Vuelta de Obligado, combate épico y guerra comercial

Hace 180 años la Confederación Argentina defendía su soberanía de un avasallamiento con fines comerciales espurios, de parte de Inglaterra y Francia.

“Noventa buques mercantes / veinte de guerra / veinte de guerra / Vienen pechando arriba / las aguas nuestras / las aguas nuestras.”

Evocativa y montaraz, “La vuelta de Obligado”, con letra de Miguel Brascó, sobre una música surera tradicional, esa canción que brilla en las interpretaciones de Alfredo Zitarrosa, Horacio Guarany y Alberto Merlo dicta además una precisa lección de historia argentina. Ocurre que la épica del combate –con sus lanchones y cadenas cruzando el río para dificultar el paso de la escuadra anglofrancesa y el heroico desempeño del general Lucio Mansilla al frente de la defensa– tiende a relegar que se trató de un avasallamiento de la soberanía nacional con fines comerciales espurios.

“¡Que los tiró los gringos! / Junaygransiete / Navegar tantos mares / venirse al cuete / Qué digo venirse al cuete!”

Hablando en criollo, “los gringos” que menta Brascó en las estrofas de su composición querían introducir mercancías extranjeras, sin reconocer derechos y en desmedro de la incipiente industria manufacturera local. Reivindicaban la causa asimétrica del “libre comercio”, que aún se sigue reciclando como paradigma de progreso, con otros actores políticos.

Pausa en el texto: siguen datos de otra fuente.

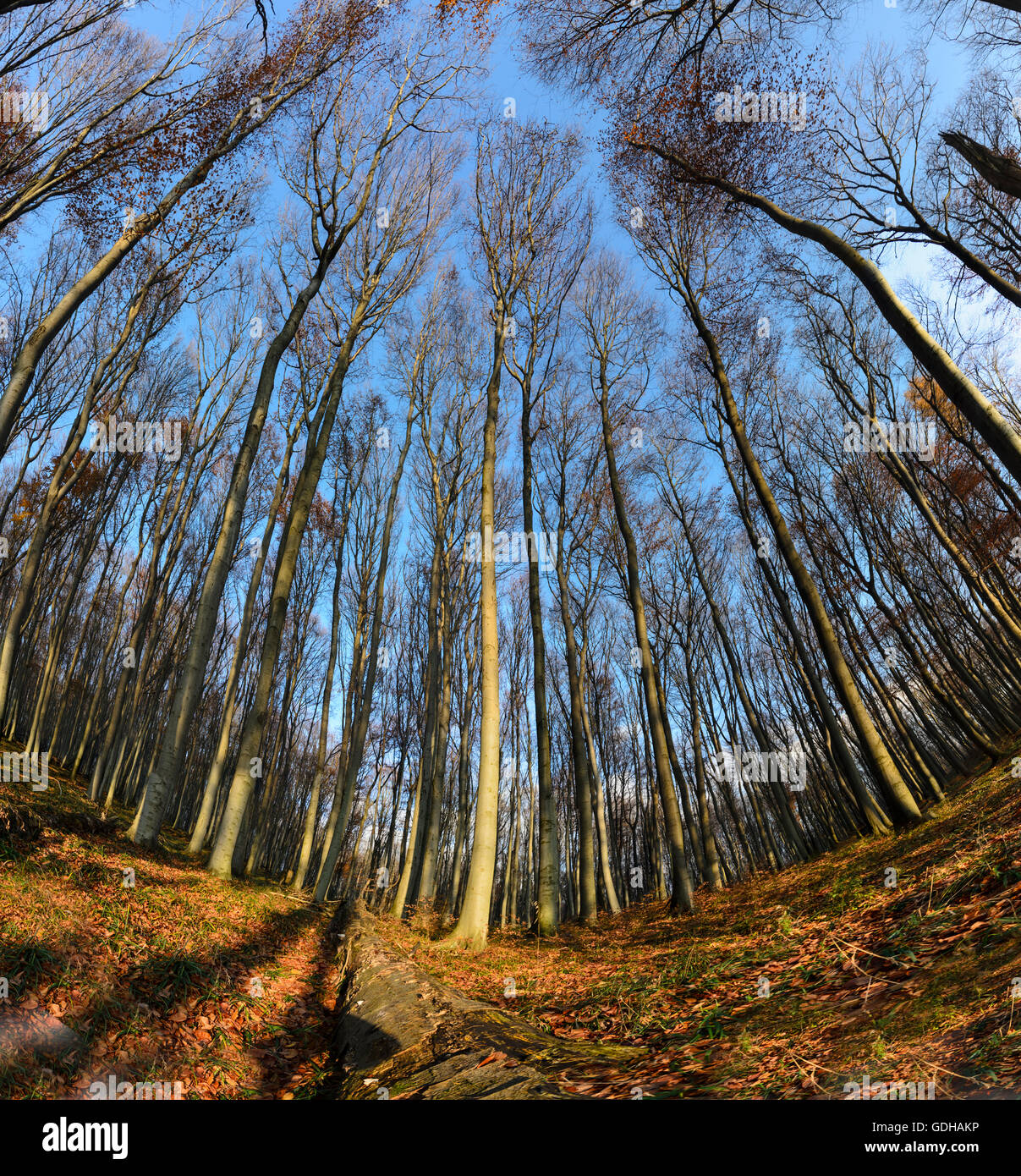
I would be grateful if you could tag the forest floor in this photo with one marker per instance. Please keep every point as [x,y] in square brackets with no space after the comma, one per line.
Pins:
[232,989]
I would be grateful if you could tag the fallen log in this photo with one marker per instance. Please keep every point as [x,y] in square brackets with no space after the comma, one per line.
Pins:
[403,1034]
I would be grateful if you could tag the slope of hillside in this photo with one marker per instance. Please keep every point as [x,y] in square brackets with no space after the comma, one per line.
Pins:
[788,986]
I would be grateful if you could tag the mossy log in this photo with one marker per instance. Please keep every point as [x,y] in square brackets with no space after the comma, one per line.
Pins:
[403,1034]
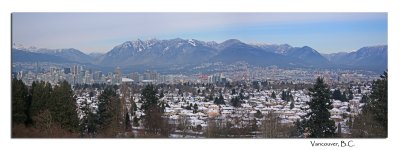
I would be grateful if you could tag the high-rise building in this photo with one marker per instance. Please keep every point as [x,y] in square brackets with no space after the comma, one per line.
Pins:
[67,70]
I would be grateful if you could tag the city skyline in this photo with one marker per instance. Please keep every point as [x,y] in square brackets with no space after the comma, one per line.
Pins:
[100,32]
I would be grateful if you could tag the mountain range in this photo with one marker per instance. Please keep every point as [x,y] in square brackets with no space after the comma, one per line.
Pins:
[190,52]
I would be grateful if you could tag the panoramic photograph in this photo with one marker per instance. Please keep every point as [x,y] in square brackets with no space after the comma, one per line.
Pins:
[199,75]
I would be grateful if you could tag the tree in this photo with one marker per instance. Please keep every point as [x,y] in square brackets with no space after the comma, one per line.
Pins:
[337,95]
[318,123]
[372,122]
[63,107]
[195,107]
[351,95]
[273,95]
[152,119]
[41,96]
[219,100]
[128,126]
[135,121]
[108,112]
[233,92]
[162,94]
[339,134]
[258,114]
[292,104]
[283,96]
[235,102]
[20,104]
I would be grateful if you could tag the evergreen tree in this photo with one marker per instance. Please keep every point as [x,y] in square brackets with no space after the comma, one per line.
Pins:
[258,114]
[41,97]
[128,126]
[292,104]
[107,109]
[372,122]
[283,96]
[162,94]
[318,123]
[351,95]
[152,110]
[344,97]
[339,134]
[273,95]
[20,104]
[337,95]
[135,121]
[195,107]
[235,102]
[63,107]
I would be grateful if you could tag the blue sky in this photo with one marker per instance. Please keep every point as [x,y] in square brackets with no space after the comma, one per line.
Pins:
[100,32]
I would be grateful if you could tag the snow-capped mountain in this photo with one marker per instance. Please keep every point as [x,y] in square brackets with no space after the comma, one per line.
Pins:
[371,57]
[158,52]
[69,54]
[185,52]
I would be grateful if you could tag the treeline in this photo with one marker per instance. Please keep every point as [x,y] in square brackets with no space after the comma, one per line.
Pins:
[43,110]
[370,123]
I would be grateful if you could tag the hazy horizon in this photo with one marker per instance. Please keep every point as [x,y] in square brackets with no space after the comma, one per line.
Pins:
[100,32]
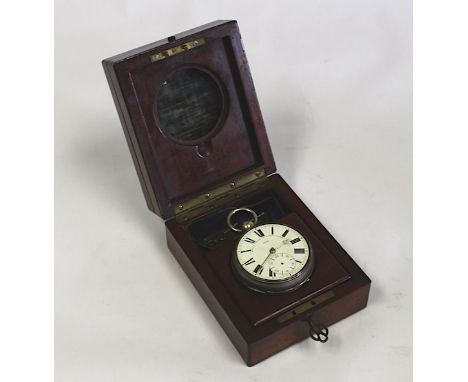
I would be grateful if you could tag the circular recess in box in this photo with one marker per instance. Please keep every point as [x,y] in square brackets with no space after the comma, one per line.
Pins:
[190,106]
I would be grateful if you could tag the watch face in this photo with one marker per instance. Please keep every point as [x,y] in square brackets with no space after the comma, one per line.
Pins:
[273,258]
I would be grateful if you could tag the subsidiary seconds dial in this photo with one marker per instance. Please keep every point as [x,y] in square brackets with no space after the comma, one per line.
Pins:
[273,258]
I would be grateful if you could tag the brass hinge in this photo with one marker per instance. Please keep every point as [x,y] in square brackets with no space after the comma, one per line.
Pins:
[177,49]
[203,202]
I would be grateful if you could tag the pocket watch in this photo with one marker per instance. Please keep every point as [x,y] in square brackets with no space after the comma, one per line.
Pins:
[270,258]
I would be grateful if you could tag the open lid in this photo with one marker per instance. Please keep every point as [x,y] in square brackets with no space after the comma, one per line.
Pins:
[191,116]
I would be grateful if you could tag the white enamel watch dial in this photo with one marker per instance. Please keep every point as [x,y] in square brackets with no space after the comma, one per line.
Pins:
[273,258]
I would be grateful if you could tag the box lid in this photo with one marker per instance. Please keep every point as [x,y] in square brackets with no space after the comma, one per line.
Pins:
[191,116]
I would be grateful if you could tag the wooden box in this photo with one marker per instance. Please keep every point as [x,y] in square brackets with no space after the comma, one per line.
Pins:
[194,127]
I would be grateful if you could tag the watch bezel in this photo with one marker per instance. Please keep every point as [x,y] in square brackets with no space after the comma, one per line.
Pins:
[274,286]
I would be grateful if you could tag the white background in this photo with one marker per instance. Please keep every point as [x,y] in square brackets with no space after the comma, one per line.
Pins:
[334,81]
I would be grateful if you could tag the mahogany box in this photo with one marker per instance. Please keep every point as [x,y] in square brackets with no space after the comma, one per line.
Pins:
[193,124]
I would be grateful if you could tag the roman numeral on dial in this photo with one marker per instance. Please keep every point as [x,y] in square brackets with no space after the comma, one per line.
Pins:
[249,261]
[259,232]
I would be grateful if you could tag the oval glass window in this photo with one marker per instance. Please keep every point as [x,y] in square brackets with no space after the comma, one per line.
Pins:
[190,106]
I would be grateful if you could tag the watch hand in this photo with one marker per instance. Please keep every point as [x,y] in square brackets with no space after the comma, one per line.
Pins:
[273,251]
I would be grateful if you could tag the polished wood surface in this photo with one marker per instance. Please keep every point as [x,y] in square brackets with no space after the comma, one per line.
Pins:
[257,342]
[171,173]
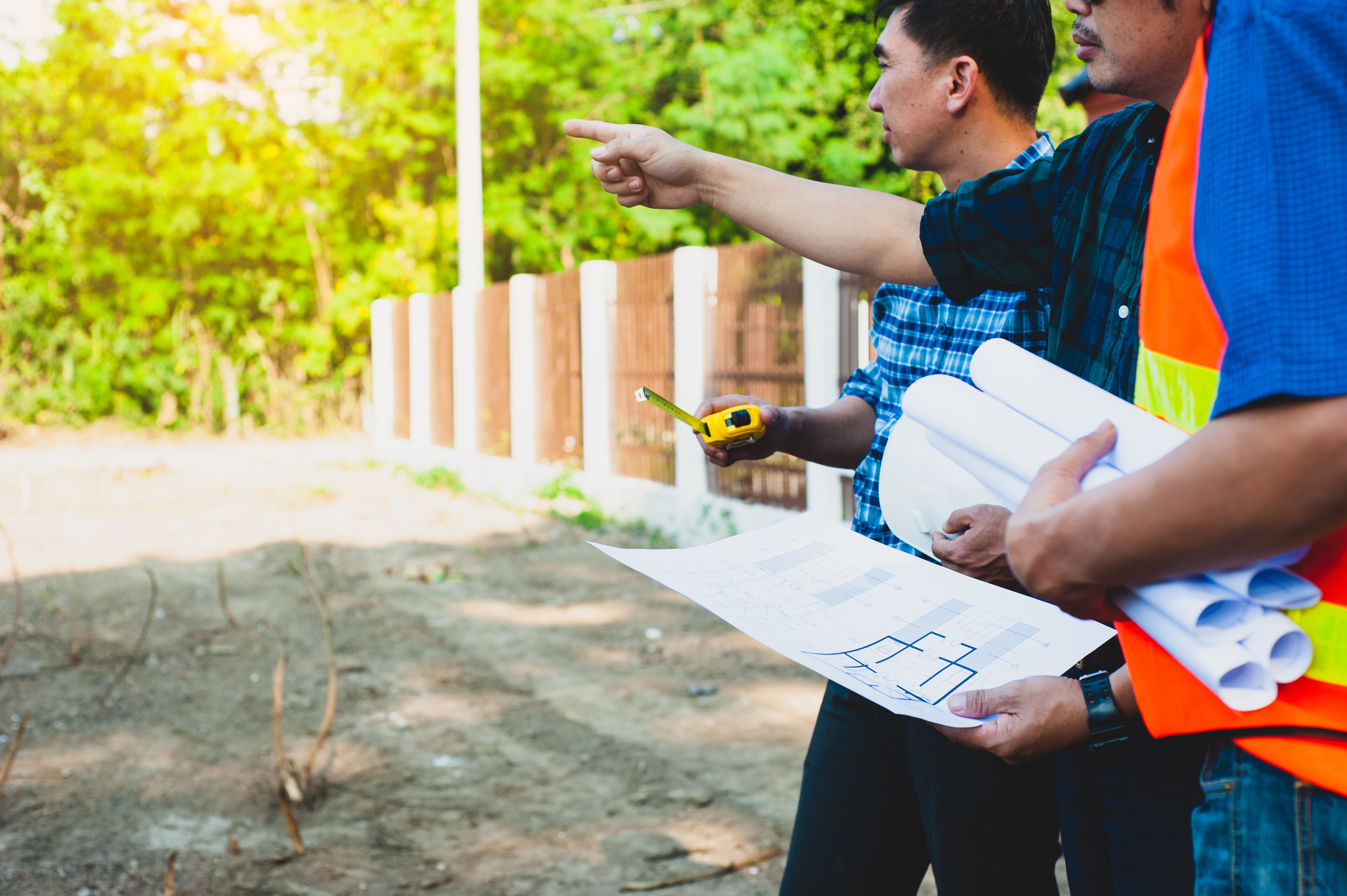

Para poner en contexto el episodio y rescatar el concepto soberano, en circunstancias en que se lo cuestiona como anacrónico o se lo desconoce cínicamente en su influencia concreta, conviene repasar los libros y repensar los hombres que gobernaban entonces.

Hacia 1843, el general Manuel Oribe, electo presidente oriental, ponía sitio a Montevideo, sostenida por la afluencia de exiliados unitarios de esta orilla del Plata y la injerencia económica de Francia, en mayor medida, Inglaterra y Brasil, que tenían sus propios intereses en mantener una zona neutral como llave de los ríos internos argentinos. La defensa de la plaza estaba a cargo de otro viejo conocido, el general José María Paz, fugado de su “libertad vigilada” que tenía a toda la ciudad de Buenos Aires como prisión.

El gobernador de la provincia y encargado de las Relaciones Exteriores de la Confederación, Juan Manuel Rosas, prestaba apoyo logístico y material a Oribe, por cuestiones ideológicas afines al federalismo, pero también pragmáticas. Montevideo era nido de conspiradores contra su gobierno y del proyecto de una nación independiente. Pocos años atrás, habían saludado como una bendición la intervención y bloqueo de Francia, resistido por Buenos Aires, que culminó con un tratado de paz y un clamoroso triunfo diplomático para su causa.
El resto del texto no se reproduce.